Colloquium: Farzaneh Hemmasi

When and Where

Friday, December 06, 2019 12:00 pm to 2:00 pm
AP 246

Description

Poster featuring Farzaneh Hemmasi*OPEN INVITATION TO ALL*

TALK TITLE: Tehrangeles Dreaming: Postrevolutionary Expatriate Politics in Southern California’s Iranian Pop Music

TIME: 12-2 pm
DATE: December 6, 2019
LOCATION: AP 246, Anthropology Building, 19 Russell St.

Full Abstract: 
Los Angeles, called Tehrangeles because it is home to the largest concentration of Iranians outside of Iran, is the birthplace of a distinctive form of postrevolutionary pop music. Created by professional musicians and media producers fleeing Iran’s revolutionary-era ban on “immoral” popular music, Tehrangeles pop has been a part of daily life for Iranians at home and abroad for decades. While most Tehrangeles performers do not consider themselves activists or “political” (siyāsi), through transnational circulation and imagining even seemingly apolitical musicians and musical forms become entangled in the political.  In official Islamic Republic discourse, expatriate Tehrangeles cultural producers who left around the time of the revolution are sometimes called farāri (“escapees”) or agents in a “soft war” who “spread corruption” via expatriate media.
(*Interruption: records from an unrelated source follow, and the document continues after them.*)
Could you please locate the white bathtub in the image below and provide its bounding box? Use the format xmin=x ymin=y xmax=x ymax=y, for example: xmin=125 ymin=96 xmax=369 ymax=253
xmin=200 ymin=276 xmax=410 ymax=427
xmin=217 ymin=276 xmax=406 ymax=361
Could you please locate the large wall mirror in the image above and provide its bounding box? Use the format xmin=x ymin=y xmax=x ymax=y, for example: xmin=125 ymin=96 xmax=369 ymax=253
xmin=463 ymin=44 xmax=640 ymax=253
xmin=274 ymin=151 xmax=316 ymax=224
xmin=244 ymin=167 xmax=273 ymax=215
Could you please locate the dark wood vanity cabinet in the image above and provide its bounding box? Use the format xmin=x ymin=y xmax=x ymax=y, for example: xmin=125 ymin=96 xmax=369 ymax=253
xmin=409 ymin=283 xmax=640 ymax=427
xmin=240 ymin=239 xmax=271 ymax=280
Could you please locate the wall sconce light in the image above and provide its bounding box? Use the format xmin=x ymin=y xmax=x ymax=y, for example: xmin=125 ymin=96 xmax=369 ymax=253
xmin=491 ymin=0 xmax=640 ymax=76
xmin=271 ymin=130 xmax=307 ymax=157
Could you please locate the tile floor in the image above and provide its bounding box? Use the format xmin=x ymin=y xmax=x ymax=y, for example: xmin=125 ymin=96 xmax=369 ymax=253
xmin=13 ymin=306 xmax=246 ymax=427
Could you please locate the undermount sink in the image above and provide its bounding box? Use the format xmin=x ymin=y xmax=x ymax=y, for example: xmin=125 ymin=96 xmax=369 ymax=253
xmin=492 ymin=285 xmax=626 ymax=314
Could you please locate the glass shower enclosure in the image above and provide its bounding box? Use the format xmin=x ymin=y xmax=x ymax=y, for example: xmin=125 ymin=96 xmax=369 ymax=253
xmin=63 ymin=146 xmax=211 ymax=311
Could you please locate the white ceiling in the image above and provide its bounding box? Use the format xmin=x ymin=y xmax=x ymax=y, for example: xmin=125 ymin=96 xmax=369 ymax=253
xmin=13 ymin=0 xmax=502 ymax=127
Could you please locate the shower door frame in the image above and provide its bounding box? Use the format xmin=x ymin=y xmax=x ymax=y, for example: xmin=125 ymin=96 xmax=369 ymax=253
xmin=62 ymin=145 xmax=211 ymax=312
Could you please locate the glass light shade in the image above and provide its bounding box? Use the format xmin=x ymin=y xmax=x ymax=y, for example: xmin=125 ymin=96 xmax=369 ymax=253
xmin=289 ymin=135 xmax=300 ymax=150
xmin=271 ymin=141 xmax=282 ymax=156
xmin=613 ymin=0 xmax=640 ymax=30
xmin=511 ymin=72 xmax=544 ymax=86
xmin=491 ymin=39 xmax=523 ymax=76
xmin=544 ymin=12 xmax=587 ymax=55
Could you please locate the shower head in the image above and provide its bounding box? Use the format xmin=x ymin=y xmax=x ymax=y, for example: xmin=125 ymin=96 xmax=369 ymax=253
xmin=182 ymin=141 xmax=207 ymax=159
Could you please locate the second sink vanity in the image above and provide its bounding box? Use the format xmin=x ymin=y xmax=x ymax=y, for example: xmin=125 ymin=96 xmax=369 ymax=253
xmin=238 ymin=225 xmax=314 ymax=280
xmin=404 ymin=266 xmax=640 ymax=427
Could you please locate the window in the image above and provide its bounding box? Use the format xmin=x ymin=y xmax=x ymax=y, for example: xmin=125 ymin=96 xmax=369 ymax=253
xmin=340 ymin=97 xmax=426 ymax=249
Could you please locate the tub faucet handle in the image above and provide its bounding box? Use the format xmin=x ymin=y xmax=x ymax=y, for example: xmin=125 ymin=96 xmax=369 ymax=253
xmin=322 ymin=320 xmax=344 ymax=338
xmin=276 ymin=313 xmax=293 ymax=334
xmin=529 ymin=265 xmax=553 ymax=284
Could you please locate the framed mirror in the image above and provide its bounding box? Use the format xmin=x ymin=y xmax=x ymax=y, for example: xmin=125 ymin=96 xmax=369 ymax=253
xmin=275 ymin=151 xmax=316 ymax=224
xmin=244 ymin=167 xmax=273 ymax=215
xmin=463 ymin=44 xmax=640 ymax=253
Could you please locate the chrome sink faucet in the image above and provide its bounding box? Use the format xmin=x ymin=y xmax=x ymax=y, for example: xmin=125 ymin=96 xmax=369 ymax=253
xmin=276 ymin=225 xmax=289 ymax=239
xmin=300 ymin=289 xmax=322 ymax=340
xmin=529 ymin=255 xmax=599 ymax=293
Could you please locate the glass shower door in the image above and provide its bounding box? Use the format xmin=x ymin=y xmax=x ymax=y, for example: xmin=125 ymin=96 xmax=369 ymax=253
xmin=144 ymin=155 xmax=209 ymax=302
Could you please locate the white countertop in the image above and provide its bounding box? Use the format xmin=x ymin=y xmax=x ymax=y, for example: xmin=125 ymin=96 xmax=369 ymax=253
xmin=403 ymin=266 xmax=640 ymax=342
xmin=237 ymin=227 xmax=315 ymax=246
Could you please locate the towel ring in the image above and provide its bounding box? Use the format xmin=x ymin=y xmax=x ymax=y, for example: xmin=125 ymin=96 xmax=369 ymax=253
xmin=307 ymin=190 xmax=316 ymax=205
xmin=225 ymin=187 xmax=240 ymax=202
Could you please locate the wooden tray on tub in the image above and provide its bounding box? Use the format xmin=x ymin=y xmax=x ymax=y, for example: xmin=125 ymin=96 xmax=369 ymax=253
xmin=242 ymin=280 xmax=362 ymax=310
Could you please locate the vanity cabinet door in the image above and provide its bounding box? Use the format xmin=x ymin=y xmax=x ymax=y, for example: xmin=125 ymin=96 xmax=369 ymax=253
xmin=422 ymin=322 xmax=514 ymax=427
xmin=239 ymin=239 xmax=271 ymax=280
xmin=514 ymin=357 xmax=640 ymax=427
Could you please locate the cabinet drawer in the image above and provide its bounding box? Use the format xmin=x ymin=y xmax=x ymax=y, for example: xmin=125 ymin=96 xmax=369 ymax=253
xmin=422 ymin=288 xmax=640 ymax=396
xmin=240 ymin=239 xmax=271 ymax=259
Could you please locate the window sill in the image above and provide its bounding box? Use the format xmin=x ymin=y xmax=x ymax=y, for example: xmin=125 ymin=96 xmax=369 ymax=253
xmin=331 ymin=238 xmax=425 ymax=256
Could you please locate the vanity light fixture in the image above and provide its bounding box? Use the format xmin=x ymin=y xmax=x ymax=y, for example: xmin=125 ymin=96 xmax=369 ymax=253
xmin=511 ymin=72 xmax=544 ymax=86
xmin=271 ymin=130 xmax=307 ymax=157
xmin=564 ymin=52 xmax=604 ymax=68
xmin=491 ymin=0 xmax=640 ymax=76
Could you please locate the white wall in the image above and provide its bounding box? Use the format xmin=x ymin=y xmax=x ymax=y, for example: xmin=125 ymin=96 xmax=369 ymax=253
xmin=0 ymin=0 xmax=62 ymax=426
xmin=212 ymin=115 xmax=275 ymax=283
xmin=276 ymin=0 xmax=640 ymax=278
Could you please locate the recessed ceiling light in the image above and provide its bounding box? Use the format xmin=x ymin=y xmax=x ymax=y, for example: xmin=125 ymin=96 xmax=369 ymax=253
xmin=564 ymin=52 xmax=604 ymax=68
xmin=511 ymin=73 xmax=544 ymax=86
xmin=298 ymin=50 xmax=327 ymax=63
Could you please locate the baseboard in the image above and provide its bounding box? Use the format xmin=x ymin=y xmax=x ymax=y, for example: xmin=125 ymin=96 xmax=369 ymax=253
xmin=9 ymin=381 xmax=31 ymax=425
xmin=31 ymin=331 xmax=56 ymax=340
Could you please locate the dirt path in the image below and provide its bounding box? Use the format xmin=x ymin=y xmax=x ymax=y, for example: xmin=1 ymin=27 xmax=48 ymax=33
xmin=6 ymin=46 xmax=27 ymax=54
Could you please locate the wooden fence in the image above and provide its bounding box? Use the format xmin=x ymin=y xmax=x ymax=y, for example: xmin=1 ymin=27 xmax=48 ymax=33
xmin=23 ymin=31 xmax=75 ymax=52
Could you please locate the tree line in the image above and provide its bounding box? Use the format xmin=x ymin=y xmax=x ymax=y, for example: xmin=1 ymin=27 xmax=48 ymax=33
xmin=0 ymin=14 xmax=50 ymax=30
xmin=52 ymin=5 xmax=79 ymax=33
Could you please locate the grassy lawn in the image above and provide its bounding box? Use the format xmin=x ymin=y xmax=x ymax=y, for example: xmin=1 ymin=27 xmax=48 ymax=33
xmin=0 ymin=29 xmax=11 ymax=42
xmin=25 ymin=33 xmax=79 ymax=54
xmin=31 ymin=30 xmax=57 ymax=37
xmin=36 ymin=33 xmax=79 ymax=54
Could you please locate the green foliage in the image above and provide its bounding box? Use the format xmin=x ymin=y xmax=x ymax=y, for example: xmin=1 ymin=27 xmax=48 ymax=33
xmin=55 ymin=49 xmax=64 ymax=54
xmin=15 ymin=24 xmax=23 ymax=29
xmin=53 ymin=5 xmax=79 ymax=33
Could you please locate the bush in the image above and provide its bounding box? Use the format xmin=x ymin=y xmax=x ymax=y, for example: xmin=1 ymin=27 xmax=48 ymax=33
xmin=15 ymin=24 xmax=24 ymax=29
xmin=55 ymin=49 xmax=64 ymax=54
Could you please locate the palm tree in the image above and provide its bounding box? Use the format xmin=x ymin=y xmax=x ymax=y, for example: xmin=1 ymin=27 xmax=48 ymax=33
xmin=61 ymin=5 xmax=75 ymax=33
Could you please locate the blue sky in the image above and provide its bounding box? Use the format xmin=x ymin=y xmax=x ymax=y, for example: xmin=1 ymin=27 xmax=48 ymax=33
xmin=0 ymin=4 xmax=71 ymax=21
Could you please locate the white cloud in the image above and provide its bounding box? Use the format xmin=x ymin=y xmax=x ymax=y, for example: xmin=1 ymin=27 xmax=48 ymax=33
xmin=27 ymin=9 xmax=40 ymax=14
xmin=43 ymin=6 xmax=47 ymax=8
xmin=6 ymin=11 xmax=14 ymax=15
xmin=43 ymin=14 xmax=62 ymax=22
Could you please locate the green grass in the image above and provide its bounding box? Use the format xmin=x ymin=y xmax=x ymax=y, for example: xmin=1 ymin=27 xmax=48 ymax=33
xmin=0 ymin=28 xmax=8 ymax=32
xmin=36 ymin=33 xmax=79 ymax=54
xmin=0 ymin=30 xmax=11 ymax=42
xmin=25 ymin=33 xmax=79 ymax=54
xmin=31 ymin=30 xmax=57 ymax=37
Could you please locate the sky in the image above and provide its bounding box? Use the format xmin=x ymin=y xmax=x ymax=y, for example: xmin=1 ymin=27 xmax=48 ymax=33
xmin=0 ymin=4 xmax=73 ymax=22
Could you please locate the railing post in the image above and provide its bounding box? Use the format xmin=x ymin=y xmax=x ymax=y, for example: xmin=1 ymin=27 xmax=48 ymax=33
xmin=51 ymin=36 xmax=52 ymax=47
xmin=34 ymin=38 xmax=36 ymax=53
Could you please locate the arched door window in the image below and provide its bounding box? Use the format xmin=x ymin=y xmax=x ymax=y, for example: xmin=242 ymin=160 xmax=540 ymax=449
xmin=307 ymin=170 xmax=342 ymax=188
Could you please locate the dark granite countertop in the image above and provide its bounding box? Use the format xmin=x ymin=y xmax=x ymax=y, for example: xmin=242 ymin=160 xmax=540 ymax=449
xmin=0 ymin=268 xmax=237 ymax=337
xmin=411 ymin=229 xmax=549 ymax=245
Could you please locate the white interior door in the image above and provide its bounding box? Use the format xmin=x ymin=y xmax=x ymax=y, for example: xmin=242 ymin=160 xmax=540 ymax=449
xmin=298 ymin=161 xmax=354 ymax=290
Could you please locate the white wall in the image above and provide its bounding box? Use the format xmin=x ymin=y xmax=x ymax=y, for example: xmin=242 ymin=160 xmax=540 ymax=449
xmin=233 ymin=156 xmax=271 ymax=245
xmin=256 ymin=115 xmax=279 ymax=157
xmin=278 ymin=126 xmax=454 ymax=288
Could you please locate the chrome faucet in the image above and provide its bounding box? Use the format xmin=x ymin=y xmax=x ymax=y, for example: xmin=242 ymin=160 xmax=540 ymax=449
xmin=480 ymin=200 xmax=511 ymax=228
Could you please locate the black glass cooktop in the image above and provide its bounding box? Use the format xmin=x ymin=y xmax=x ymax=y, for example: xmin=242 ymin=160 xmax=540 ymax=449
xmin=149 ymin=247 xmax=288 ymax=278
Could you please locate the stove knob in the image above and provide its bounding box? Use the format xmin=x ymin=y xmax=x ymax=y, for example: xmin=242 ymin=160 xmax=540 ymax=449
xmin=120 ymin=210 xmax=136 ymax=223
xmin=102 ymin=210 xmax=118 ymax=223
For their part, Tehrangeles cultural producers interpret their products’ domestic popularity as evidence that the Islamic Republic has not fully met its citizens’ needs and desires, and that they and their products may better represent “the people” than the Iranian government. “Giving the [Iranian] people what they want” is at once a business strategy and an ideological orientation that impacts how and why Tehrangeles popular culture sounds, looks, and travels the way it does. In this talk, I draw on ethnographic fieldwork in Los Angeles and musical and textual analysis to discuss Tehrangeles pop producers’ complex commercial and political positioning, and the histories, sensations, and fantasies their music makes available to global Iranian audiences. I will argue that the relationship of Tehrangeles cultural production to territorial postrevolutionary Iran is characterized by a mixture of desire, opposition, distance, closeness, ambivalence, and, above all, a dynamic, productive synergy.

Short Biography:
Farzaneh Hemmasi (Ph.D., Columbia University ) is Associate Professor of Ethnomusicology at University of Toronto. Her monograph Tehrangeles Dreaming: Intimacy and Imagination in Southern California’s Iranian Pop Music (Duke University Press 2020) is an ethnographic exploration of the Los Angeles-based postrevolutionary Iranian expatriate culture industries. Her other publications consider the transnational circulation of political music and poetry between diaspora and homeland; a post-revolutionary political metaphorization of the Iranian female singing voice; and Iranian twentieth century “New Poetry” and popular music. These have appeared in the Journal of Middle East Women’s Studies (2017), Popular Communication (2017), Popular Music (2017), Ethnomusicology (2013), and Mahoor Music Quarterly (2008). She has also contributed to two edited volumes, Vamping the Stage: Female Voices of Asian Modernities (University of Hawaii Press, 2017) and Muslim Rap, Halal Soaps, and Revolutionary Theater: Artistic Developments in the Muslim World (University of Texas Press, 2011). An Insight Development Grant from the Social Science and Humanities Research Council funds her current collaborative ethnographic research project on music, sound, space, and cultural policy in the City of Toronto.